E infatti il libro è stato pubblicato, no?

Eppure Marie aveva ragione, forse. Avevano ragione, tutti quanti, si sta chiedendo adesso. È un personaggio così tanto incolore, il suo?

Quell’anno è un anno importante. In Cina comincia la rivoluzione culturale. Muoiono Churchill e poi, subito dopo, Malcom X (gennaio e febbraio). La guerra in Vietnam (l’orrore è ancora lungo) e la marcia di Selma.

Ma quel romanzo, Stoner, che sta vendendo poco – non verrà neppure ristampato – racconta una storia privatissima, la storia di un uomo nato a Booneville, nel Missouri, in una fattoria.

Un contadino che si fa professore, un uomo quieto, parecchio silenzioso. Niente di foolish, feeling, suffering, niente di romantico, niente di appassionato, o almeno così pare. La storia di un uomo dal nome di pietra. Un suono flebile, raccolto. Solo un sussurro, una vita qualunque.

L’uomo elegante – John, cresciuto in Texas, figlio di un custode di un ufficio postale – saluta un suo collega, un gruppo di studenti. Aggiusta la cartella sotto il braccio. È ancora amareggiato, dopo la lunga attesa.

Sta ritornando a casa o sta andando a lezione, una delle due cose – chi lo sa? Cammina lentamente, perciò riusciamo a seguirlo, nell’edificio austero dell’università.

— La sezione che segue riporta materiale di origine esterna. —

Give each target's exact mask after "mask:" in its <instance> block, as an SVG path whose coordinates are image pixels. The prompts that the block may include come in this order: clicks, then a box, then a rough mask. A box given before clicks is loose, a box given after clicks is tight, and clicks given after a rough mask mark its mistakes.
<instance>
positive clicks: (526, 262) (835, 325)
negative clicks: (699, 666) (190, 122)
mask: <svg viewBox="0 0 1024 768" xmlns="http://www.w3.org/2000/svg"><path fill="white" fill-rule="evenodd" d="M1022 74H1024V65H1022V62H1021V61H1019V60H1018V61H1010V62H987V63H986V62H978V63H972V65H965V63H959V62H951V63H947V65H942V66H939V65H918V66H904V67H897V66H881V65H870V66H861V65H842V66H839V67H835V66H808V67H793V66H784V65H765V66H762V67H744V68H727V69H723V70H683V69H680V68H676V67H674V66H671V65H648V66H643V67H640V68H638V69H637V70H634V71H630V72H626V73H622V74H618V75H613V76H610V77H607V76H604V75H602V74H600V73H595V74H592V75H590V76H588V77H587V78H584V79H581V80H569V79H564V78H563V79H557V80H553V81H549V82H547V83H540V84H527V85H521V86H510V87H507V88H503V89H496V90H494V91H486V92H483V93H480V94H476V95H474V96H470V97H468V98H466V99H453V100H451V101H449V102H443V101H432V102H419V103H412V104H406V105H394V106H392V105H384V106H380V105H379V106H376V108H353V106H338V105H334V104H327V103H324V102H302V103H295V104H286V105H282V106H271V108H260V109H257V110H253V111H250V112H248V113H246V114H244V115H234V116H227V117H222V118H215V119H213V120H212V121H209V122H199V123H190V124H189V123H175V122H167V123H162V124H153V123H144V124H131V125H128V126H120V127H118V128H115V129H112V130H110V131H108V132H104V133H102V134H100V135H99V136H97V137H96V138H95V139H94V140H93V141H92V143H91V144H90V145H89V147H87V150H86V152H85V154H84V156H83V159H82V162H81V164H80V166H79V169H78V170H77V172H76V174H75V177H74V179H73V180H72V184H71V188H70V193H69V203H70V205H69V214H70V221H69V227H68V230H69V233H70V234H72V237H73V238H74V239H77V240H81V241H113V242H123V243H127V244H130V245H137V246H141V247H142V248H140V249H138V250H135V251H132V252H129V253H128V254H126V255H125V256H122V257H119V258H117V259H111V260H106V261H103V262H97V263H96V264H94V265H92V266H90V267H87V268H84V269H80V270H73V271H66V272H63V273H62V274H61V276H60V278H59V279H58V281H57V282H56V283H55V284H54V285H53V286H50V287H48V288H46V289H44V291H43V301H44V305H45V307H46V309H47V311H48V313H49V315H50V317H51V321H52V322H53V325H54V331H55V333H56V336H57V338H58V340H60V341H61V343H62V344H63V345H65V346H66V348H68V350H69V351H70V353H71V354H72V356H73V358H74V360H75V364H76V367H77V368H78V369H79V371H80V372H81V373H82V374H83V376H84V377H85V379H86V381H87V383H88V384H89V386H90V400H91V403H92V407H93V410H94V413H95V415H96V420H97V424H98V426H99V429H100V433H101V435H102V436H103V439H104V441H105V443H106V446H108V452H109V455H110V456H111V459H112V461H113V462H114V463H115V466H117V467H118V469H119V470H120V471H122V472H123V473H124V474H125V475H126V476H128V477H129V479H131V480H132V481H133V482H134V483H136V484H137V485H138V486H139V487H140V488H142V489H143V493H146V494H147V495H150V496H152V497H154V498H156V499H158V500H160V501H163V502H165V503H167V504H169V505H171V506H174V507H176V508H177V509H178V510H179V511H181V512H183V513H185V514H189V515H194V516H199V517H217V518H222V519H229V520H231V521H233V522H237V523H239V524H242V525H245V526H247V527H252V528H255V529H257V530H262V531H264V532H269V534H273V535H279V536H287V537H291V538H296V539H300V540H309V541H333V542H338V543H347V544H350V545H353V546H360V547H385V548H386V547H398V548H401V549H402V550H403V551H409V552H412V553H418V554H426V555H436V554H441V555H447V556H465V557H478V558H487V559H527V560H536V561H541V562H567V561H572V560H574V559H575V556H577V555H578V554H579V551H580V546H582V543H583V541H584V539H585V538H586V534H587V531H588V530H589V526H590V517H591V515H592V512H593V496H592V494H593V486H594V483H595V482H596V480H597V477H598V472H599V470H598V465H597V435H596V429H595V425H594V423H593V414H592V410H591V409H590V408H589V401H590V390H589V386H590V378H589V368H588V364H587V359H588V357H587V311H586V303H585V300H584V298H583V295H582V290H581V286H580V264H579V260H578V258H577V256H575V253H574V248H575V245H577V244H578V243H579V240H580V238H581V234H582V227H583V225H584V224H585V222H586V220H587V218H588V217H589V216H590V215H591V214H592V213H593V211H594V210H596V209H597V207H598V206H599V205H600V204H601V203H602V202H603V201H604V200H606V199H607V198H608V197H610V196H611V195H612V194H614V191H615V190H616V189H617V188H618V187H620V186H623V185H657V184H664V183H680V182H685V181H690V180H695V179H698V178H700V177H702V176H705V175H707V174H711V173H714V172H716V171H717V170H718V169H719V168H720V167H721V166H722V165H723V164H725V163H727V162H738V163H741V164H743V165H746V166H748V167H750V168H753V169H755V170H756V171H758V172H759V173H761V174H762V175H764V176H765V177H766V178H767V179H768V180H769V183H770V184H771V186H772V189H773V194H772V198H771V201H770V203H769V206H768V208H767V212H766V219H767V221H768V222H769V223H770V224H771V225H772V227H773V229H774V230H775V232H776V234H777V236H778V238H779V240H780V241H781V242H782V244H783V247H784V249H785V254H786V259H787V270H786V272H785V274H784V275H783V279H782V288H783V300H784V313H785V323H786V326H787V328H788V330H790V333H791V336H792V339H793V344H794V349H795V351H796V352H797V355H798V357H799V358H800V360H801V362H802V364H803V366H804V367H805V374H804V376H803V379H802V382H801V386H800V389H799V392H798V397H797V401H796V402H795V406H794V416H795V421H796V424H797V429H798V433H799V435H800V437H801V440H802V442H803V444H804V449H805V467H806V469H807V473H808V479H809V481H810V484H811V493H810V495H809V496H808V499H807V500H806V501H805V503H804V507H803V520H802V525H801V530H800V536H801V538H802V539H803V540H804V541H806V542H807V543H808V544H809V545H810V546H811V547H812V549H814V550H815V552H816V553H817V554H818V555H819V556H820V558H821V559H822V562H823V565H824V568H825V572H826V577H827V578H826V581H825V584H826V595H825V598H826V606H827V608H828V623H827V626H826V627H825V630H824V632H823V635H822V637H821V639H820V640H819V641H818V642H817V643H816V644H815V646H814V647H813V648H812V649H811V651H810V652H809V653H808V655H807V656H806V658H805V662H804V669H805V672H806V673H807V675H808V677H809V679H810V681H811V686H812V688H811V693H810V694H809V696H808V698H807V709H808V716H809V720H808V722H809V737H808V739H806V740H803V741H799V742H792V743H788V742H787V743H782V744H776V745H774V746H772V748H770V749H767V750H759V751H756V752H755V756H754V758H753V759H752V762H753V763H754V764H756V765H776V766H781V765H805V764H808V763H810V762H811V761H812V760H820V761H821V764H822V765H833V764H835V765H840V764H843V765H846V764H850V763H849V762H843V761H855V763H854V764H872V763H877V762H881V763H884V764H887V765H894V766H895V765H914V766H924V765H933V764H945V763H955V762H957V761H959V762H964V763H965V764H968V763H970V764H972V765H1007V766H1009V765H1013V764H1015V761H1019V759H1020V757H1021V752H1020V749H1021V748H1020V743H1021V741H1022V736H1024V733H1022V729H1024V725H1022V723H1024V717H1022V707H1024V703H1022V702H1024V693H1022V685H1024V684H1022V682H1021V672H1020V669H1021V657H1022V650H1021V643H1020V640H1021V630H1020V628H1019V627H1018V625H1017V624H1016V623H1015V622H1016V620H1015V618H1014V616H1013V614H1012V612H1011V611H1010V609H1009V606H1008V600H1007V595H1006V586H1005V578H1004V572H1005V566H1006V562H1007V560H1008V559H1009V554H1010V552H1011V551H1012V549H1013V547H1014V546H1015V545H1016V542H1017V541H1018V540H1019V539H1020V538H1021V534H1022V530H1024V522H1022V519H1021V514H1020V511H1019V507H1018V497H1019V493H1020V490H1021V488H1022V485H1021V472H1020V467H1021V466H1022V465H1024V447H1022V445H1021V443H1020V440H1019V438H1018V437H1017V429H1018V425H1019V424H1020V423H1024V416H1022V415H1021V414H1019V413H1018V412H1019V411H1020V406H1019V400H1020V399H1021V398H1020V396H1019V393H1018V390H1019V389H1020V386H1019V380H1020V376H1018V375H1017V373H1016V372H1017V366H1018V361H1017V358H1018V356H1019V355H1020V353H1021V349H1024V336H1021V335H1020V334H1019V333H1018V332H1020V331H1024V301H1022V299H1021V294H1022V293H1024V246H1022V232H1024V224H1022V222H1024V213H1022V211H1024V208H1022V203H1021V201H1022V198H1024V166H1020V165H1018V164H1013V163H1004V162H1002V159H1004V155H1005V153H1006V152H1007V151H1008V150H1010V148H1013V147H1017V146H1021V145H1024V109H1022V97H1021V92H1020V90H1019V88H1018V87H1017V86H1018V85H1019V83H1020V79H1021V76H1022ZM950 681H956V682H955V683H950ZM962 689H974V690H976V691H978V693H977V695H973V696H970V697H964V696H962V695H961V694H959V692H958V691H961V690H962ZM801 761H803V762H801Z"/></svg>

Ma poi, all’improvviso, qualcuno lo chiama: “Professor Williams? Scusi?”, una voce qualunque alle sue spalle – probabilmente noi, sarebbe bello – e allora lui si volta e lo vediamo in faccia. Ci guarda, per un attimo, dalla vertigine di più di quarant’anni trascorsi da quel giorno, da quella primavera, un tempo così lungo, socchiude gli occhi e poi risponde: “Sì?”.